As a soldier approached Roran with rope, Katrina screamed again and jumped on the men, biting and clawing furiously. Her sharp nails furrowed their faces, drawing streams of blood that blinded the cursing soldiers.
Roran dropped to one knee and grabbed his hammer from the floor, then planted his feet, swinging the hammer over his head and roaring like a bear. The soldiers threw themselves at him in an attempt to subdue him through sheer numbers, but to no avail: Katrina was in danger, and he was invincible. Shields crumpled beneath his blows, brigandines and mail split under his merciless weapon, and helmets caved in. Two men were wounded, and three fell to rise no more.
The clang and clamor had roused the household; Roran dimly heard Horst and his sons shouting in the hall. The Ra’zac hissed to one another, then scuttled forward and grasped Katrina with inhuman strength, lifting her off the floor as they fled the room.
“Roran!” she shrieked.
Summoning his energy, Roran bowled past the two remaining men. He stumbled into the hall and saw the Ra’zac climbing out a window. Roran dashed toward them and struck at the last Ra’zac, just as it was about to descend below the windowsill. Jerking upward, the Ra’zac caught Roran’s wrist in midair and chittered with delight, blowing its fetid breath onto his face. “Yesss! You are the one we want!”

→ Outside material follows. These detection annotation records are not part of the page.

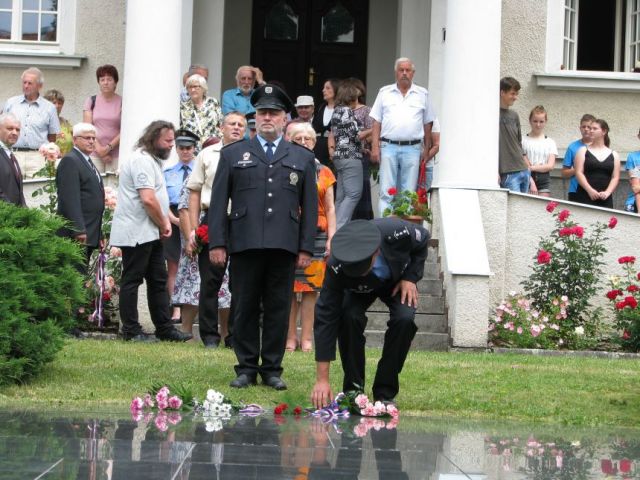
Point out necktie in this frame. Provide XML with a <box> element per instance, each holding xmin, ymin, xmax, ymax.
<box><xmin>267</xmin><ymin>142</ymin><xmax>274</xmax><ymax>162</ymax></box>
<box><xmin>10</xmin><ymin>152</ymin><xmax>22</xmax><ymax>181</ymax></box>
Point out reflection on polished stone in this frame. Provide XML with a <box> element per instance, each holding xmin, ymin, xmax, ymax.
<box><xmin>0</xmin><ymin>411</ymin><xmax>640</xmax><ymax>480</ymax></box>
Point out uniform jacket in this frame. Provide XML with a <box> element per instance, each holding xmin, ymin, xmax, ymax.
<box><xmin>56</xmin><ymin>148</ymin><xmax>104</xmax><ymax>247</ymax></box>
<box><xmin>313</xmin><ymin>217</ymin><xmax>429</xmax><ymax>362</ymax></box>
<box><xmin>0</xmin><ymin>148</ymin><xmax>26</xmax><ymax>207</ymax></box>
<box><xmin>209</xmin><ymin>138</ymin><xmax>318</xmax><ymax>254</ymax></box>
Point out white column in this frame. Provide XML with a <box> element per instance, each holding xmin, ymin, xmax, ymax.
<box><xmin>434</xmin><ymin>0</ymin><xmax>501</xmax><ymax>188</ymax></box>
<box><xmin>120</xmin><ymin>0</ymin><xmax>182</xmax><ymax>161</ymax></box>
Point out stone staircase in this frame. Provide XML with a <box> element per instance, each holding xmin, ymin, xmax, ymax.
<box><xmin>365</xmin><ymin>239</ymin><xmax>449</xmax><ymax>351</ymax></box>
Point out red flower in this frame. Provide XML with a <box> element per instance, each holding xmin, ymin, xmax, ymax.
<box><xmin>624</xmin><ymin>295</ymin><xmax>638</xmax><ymax>308</ymax></box>
<box><xmin>538</xmin><ymin>250</ymin><xmax>551</xmax><ymax>264</ymax></box>
<box><xmin>572</xmin><ymin>225</ymin><xmax>584</xmax><ymax>238</ymax></box>
<box><xmin>546</xmin><ymin>202</ymin><xmax>558</xmax><ymax>213</ymax></box>
<box><xmin>196</xmin><ymin>225</ymin><xmax>209</xmax><ymax>245</ymax></box>
<box><xmin>558</xmin><ymin>210</ymin><xmax>571</xmax><ymax>222</ymax></box>
<box><xmin>607</xmin><ymin>290</ymin><xmax>622</xmax><ymax>300</ymax></box>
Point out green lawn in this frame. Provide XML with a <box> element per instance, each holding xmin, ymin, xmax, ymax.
<box><xmin>0</xmin><ymin>340</ymin><xmax>640</xmax><ymax>427</ymax></box>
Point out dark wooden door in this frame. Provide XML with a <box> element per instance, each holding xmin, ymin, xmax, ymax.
<box><xmin>251</xmin><ymin>0</ymin><xmax>369</xmax><ymax>104</ymax></box>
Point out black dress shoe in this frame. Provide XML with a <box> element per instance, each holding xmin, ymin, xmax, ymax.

Roran tried to twist free, but the Ra’zac did not budge. With his free hand, Roran buffeted the creature’s head and shoulders—which were as hard as iron. Desperate and enraged, he seized the edge of the Ra’zac’s hood and wrenched it back, exposing its features.
A hideous, tortured face screamed at him. The skin was shiny black, like a beetle carapace. The head was bald. Each lidless eye was the size of his fist and gleamed like an orb of polished hematite; no iris or pupil existed. In place of a nose, mouth, and chin, a thick beak hooked to a sharp point that clacked over a barbed purple tongue.
Roran yelled and jammed his heels against the sides of the window frame, struggling to free himself from the monstrosity, but the Ra’zac inexorably drew him out of the house. He could see Katrina on the ground, still screaming and fighting.
Just as Roran’s knees buckled, Horst appeared by his side and wrapped a knotted arm around his chest, locking him in place. “Someone get a spear!” shouted the smith. He snarled, veins bulging on his neck from the strain of holding Roran. “It’ll take more than this demon spawn to best us!”
The Ra’zac gave a final yank, then, when it failed to dislodge Roran, cocked its head and said, “You are oursss!” It lunged forward with blinding speed, and Roran howled as he felt the Ra’zac’s beak close on his right shoulder, snipping through the front of the muscle. His wrist cracked at the same time. With a malicious cackle, the Ra’zac released him and fell backward into the night.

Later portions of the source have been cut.